Philip Hammond is wrong. We are not remotely angry with companies that don't treat their staff well and use their profits to fill the swimming pools of their executives with cash.
Are we boycotting the tech companies that not only don't pay taxes but get their shiny things made in sweat shops in the Far East that are so bad that for their workers, that suicide seems like a better option than coming to work?
We couldn't care less about those workers' rights. We ignore their pain and form an orderly queue the next time they release some new thinner, larger, more shiny and curvy phone.
We care about as much for workers' rights as we care about the welfare of the animals we eat or that squeeze out eggs for us.
If we cared, we would buy ethically produced, organic, free trade, pollution neutral, workers' co-op goods, but we think that people that do that are hippies at best and Jeremy Corbyn at worst.
People that care about the environment and workers' rights are derided as kooks, dangerous radicals, socialists and 60's throwbacks.
It was such an odd thing for a Conservative minister to say. Perhaps he is a caring and thoroughly modern chancellor, but I wouldn't bet on it.
I don't want to come over like a nutcase conspiracy theorist, but it makes me wonder whether he is saying that to make it appear that the Conservative government cares, to step on Labour's territory and negate any surge in popularity for Jeremy Corbyn, because if the people just read what he is proposing, they might find that they agree with him.

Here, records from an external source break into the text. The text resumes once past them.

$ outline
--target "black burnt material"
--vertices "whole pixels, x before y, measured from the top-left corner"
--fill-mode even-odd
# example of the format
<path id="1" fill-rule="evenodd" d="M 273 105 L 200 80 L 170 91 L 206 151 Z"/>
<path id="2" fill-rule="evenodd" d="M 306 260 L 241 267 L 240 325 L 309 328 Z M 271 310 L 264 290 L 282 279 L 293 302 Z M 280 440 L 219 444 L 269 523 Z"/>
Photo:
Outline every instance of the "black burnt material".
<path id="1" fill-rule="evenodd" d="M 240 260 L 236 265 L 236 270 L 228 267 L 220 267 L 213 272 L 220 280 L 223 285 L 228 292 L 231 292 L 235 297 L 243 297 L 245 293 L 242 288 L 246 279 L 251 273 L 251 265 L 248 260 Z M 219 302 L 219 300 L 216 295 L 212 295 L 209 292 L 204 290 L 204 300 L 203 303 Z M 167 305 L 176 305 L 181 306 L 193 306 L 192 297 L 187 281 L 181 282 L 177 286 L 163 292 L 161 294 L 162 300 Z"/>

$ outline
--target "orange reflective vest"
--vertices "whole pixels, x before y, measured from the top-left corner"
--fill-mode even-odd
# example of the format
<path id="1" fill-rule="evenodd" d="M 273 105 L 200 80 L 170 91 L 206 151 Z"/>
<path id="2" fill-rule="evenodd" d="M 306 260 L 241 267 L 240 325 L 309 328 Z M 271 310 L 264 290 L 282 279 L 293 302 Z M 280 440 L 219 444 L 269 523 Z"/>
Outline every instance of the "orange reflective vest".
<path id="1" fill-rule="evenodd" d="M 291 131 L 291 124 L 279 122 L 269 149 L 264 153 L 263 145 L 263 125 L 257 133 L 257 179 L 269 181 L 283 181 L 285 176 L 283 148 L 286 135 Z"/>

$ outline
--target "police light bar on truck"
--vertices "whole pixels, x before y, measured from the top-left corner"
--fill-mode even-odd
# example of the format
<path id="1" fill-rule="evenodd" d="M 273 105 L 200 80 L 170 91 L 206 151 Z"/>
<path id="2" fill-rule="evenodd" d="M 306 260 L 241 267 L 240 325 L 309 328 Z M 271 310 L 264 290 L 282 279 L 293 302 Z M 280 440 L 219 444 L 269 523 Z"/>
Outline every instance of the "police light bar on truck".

Philip Hammond said ‘Business needs to understand it isn’t sustainable to have large household brand-name businesses angering their consumers,’
But customers don't change their behaviour based on how big brands treat their staff and executives.
He said it is important that firms see how consumers view them and their image.
Well, what is the image of the burger place on the high street? What is the image of the tax dodging phone manufacturer, what is the image of the polluting oil company, the rip off bank?
They are all doing fabulously well despite having terrible images because we do not care that they all engage in terrible behaviour.
Our opinion of a company is not rooted in what they do, it is based on the number of cute cartoon bunnies they have in their television advertising.